There is one main layer which is always present called the “default layer”. This layer has an index of 0. Resizing this layer resizes the entire remote display. Other layers default to the size of the default layer upon creation, while buffers are always created with a size of 0x0, automatically resizing themselves to fit their contents.

Non-buffer layers can be moved and nested within each other. In this way, layers provide a simple means of hardware-accelerated compositing. If you need a window to appear above others, or you have some object which will be moving or you need the data beneath it automatically preserved, a layer is a good way of accomplishing this. If a layer is nested within another layer, its position is relative to that of its parent. When the parent is moved or reordered, the child moves with it. If the child extends beyond the parents bounds, it will be clipped.

Streams and objects

Guacamole supports transfer of clipboard contents, audio, video, and image data, as well as files and arbitrary named pipes.
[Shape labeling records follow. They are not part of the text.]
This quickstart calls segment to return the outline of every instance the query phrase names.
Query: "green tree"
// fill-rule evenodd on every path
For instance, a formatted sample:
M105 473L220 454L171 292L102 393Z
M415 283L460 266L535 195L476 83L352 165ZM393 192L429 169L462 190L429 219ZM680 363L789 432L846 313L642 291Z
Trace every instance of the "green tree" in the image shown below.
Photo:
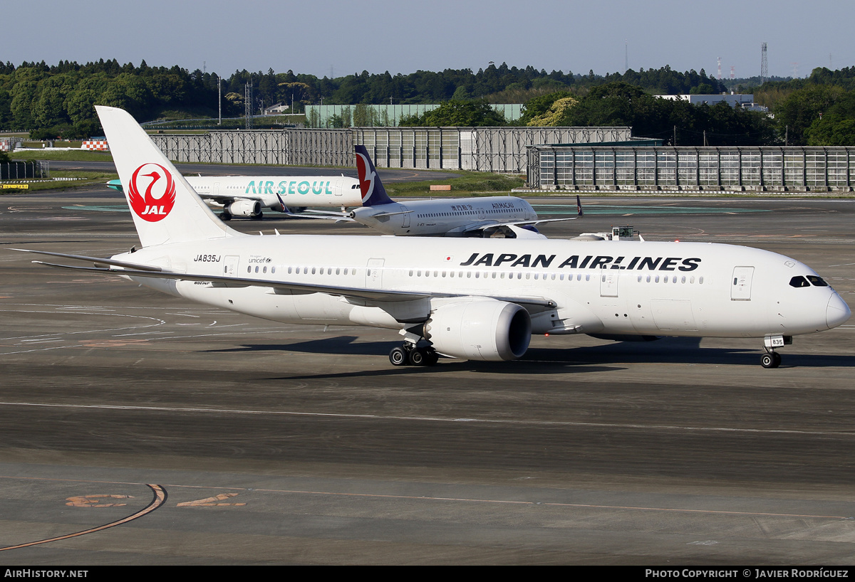
M446 101L422 115L401 118L401 125L485 127L506 125L504 116L484 100Z

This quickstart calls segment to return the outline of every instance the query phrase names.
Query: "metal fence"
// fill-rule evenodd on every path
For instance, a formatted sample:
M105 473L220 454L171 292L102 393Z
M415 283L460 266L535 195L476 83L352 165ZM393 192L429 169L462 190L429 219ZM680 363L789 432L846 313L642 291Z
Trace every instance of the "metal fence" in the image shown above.
M528 148L539 189L852 191L855 148Z
M354 127L151 137L180 162L352 166L363 144L378 167L525 173L529 146L626 142L628 127Z
M525 173L527 149L542 143L626 142L629 127L357 127L377 167Z
M50 166L45 161L9 161L0 164L0 180L26 180L50 178Z

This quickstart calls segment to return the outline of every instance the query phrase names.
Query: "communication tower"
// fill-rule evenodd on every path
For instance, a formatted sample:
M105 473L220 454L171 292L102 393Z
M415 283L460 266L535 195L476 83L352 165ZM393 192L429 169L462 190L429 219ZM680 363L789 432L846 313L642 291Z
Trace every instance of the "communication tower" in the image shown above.
M760 62L760 84L763 84L769 79L769 62L766 61L766 44L764 43L761 46L763 59Z
M252 129L252 83L247 83L244 89L244 114L246 115L246 129Z

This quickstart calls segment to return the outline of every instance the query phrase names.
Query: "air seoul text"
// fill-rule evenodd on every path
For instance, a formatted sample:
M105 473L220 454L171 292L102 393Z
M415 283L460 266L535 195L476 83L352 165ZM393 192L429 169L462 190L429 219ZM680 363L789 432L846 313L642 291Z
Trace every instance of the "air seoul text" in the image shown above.
M315 181L310 184L308 181L303 180L302 182L298 182L297 180L282 180L279 183L278 189L274 192L274 184L273 181L268 180L258 180L258 184L256 185L255 180L250 180L250 183L246 186L246 191L244 194L309 194L311 190L312 194L333 194L333 190L330 189L331 182L327 181Z

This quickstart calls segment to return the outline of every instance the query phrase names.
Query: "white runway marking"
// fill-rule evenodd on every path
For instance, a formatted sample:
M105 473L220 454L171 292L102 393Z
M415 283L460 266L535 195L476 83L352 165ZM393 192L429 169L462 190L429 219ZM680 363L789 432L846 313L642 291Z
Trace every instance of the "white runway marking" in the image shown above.
M787 430L783 428L731 428L727 427L681 427L669 424L618 424L616 422L570 422L565 421L515 421L481 418L447 418L442 416L399 416L397 415L342 414L335 412L295 412L292 410L251 410L229 408L180 408L173 406L122 406L119 404L57 404L38 402L0 402L0 406L32 406L34 408L101 409L106 410L134 410L140 412L197 412L201 414L270 415L274 416L316 416L326 418L355 418L366 420L421 421L426 422L482 422L512 426L581 427L594 428L640 428L645 430L673 430L686 432L747 433L758 434L798 434L814 436L855 437L855 433L817 430Z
Streams are allocated directly with instructions that associate the new stream with particular semantics and metadata, such as the “audio” or “video” instructions used for playing media, the “file” instruction used for file transfer, and the “pipe” instruction for transfer of completely arbitrary data between client and server. In some cases, the availability and semantics of streams may be explicitly advertised using structured sets of named streams known as “objects”.

Once a stream is allocated, data is sent along the stream in chunks using “blob” instructions, which may be acknowledged by the receiving end by “ack” instructions. The end of the stream is finally signalled with an “end” instruction.

Events

When something changes on either side, client or server, such as a key being pressed, the mouse moving, or clipboard data changing, an instruction describing the event is sent.

Disconnecting

The server and client can end the connection at any time. There is no requirement for the server or the client to communicate that the connection needs to terminate. When the client or server wish to end the connection, and the reason is known, they can use the “disconnect” or “error” instructions.

The disconnect instruction is sent by the client when it is disconnecting. This is largely out of politeness, and the server must be written knowing that the disconnect instruction may not always be sent in time (guacd is written this way).

If the client does something wrong, or the server detects a problem with the client plugin, the server sends an error instruction, including a description of the problem in the parameters. This informs the client that the connection is being closed.